There are four ProxyLogon Microsoft Exchange Server vulnerabilities, tracked as CVE-2021-26855, CVE-2021-26857, CVE-2021-26858, CVE-2021-27065, which can be chained together to achieve remote code execution and take full control of vulnerable on-premises Exchange Servers. Once access to the servers has been gained, email communications can be intercepted and mailboxes exfiltrated. Web shells were deployed to give the attackers persistent access for conducting further attacks. Around 68,000 Exchange Servers worldwide are thought to have been compromised.
By the time many organizations applied the patches it was too late as the APT groups had already gained access to the servers and deployed their web shells. Many organizations successfully removed the web shells, but others were either unaware they existed or were unable to remove them, which left hundreds of web shells installed and unmitigated.
To address the problem, the FBI went to the U.S. District Court for the Southern District of Texas in Houston for a search warrant application, which was approved to give the FBI the authority to remove the web shells.
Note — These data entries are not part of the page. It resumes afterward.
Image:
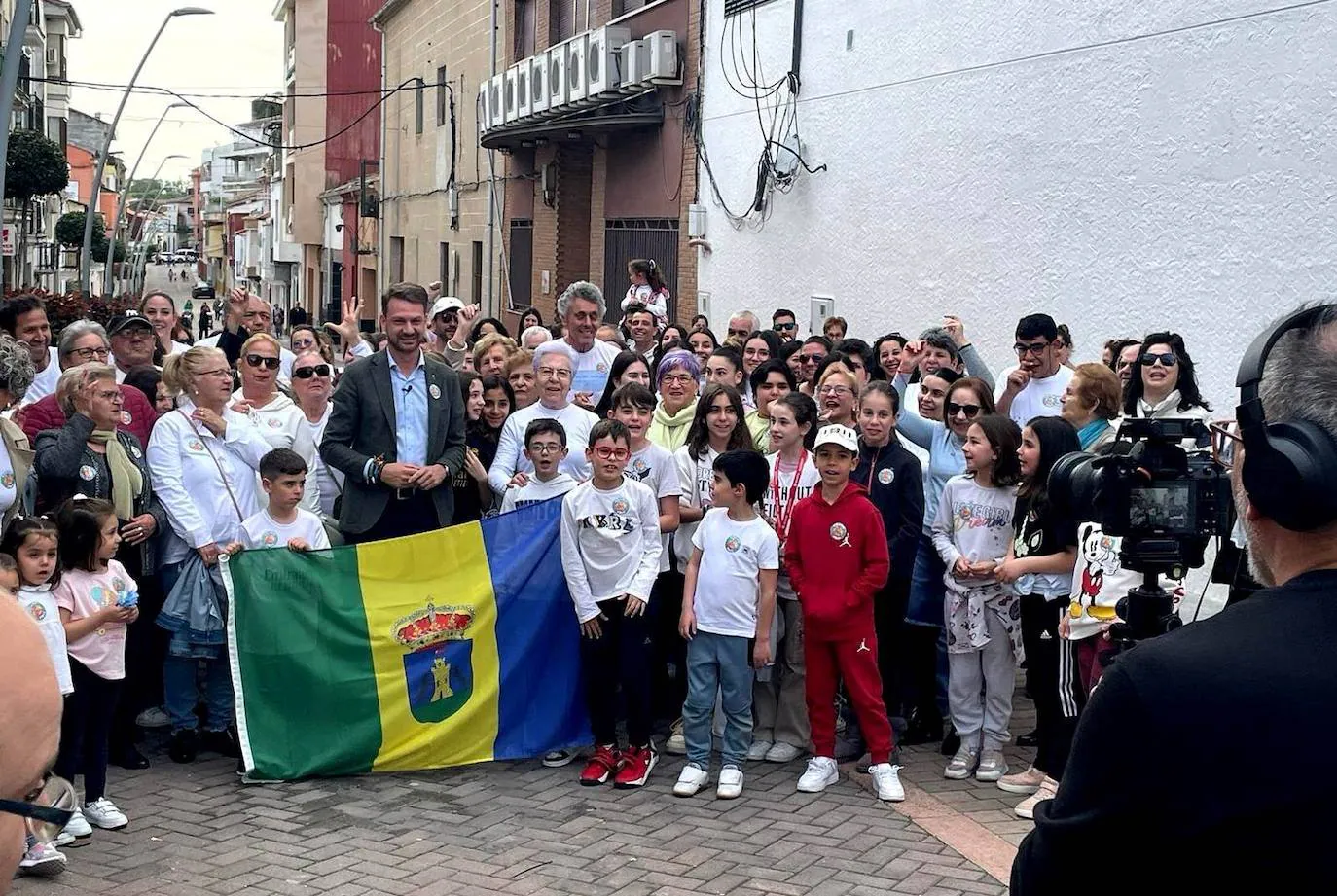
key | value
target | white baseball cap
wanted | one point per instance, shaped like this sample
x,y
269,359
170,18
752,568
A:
x,y
837,435
446,304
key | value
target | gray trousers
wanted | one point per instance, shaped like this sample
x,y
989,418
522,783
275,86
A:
x,y
779,705
980,685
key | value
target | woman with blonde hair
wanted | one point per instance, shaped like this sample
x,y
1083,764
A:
x,y
274,413
202,459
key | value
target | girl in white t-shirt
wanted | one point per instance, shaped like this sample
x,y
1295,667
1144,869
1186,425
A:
x,y
31,542
97,600
779,711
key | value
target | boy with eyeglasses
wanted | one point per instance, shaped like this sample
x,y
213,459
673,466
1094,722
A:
x,y
610,554
546,447
1035,388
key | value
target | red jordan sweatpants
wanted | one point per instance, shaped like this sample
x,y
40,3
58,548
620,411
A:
x,y
851,660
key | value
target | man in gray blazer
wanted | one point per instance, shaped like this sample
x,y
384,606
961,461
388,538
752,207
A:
x,y
396,429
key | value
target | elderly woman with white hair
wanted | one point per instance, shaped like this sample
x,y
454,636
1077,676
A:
x,y
554,367
18,488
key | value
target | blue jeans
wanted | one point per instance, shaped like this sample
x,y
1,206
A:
x,y
718,663
181,682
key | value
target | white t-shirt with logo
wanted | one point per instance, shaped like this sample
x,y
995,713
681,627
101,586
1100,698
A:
x,y
732,557
264,530
654,466
1039,397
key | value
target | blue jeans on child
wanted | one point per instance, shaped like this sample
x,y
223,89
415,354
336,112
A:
x,y
718,663
181,682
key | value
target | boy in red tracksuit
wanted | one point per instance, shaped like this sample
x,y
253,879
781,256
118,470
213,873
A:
x,y
837,560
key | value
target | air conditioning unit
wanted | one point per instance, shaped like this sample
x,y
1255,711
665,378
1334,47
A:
x,y
538,83
485,107
662,47
523,98
496,102
557,57
603,61
510,102
633,59
578,51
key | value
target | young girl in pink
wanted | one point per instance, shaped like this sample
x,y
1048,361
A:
x,y
96,600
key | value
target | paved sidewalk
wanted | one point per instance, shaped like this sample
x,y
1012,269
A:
x,y
514,828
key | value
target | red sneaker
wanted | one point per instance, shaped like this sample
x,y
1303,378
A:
x,y
636,764
601,765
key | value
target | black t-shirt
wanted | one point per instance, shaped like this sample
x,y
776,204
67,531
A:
x,y
1039,530
1200,764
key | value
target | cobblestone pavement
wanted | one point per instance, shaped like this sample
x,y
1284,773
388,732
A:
x,y
521,828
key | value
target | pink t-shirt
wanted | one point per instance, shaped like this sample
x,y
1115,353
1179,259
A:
x,y
102,652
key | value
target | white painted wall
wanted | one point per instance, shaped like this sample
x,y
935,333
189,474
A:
x,y
1179,178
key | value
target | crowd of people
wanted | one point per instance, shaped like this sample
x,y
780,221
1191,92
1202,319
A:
x,y
785,545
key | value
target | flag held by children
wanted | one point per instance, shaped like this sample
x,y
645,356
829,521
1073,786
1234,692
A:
x,y
440,649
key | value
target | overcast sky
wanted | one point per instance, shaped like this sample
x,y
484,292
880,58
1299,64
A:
x,y
238,50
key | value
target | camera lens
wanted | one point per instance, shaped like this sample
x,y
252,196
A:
x,y
1074,483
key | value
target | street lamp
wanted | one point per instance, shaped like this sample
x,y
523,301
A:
x,y
111,243
86,256
125,192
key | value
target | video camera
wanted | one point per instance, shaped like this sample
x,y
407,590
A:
x,y
1165,502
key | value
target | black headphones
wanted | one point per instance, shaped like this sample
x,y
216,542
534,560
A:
x,y
1290,468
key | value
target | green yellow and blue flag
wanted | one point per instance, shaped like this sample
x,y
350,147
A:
x,y
440,649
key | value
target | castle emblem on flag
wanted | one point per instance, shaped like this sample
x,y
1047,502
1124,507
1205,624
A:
x,y
439,661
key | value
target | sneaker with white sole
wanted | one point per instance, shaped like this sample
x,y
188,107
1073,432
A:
x,y
690,780
676,743
961,764
1023,782
993,767
782,752
1048,789
78,827
42,860
821,773
104,814
557,759
730,785
886,781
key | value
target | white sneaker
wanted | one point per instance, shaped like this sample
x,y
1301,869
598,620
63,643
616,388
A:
x,y
886,781
730,782
821,773
43,860
676,743
106,814
690,780
78,825
782,752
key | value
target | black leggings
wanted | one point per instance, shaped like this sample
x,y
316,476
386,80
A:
x,y
86,729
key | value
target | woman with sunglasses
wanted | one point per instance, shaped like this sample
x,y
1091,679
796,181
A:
x,y
1166,384
277,417
313,382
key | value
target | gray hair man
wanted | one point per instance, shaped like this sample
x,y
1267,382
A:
x,y
1266,661
582,309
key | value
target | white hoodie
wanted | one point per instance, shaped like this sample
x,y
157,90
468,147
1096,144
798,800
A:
x,y
283,425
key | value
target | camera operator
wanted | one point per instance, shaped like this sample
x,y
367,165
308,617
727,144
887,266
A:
x,y
1198,765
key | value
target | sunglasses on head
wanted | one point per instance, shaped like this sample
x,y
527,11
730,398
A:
x,y
307,374
971,411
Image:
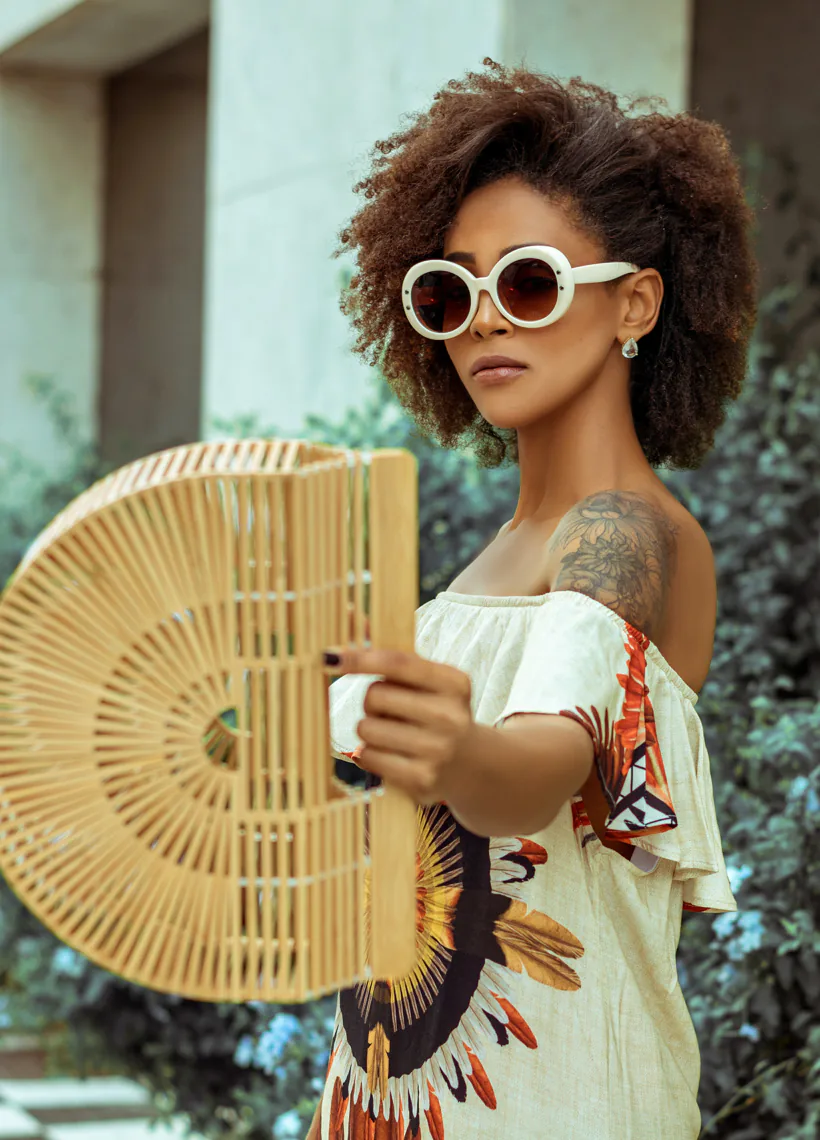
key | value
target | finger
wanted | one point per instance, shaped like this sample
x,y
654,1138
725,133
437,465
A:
x,y
408,775
398,702
408,669
397,737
“This operation removed one early hacking group’s remaining web shells which could have been used to maintain and escalate persistent, unauthorized access to U.S. networks. The FBI conducted the removal by issuing a command through the web shell to the server, which was designed to cause the server to delete only the web shell (identified by its unique file path),” explained the Department of Justice. The operation will continue to run until April 23, 2021. While permission was not obtained from the companies in question, the FBI is attempting to notify them.
This is thought to be the first time that the courts have approved such an action since the Federal Rules of Criminal Procedure were updated in 2016. Rule 41 was changed to allow action to be taken to remove malware on computers that had been added to botnets to help with the cleanup operation.
“This court-authorized operation to copy and remove malicious web shells from hundreds of vulnerable computers shows our commitment to use any viable resource to fight cyber criminals,” said Acting U.S. Attorney Jennifer B. Lowery of the Southern District of Texas.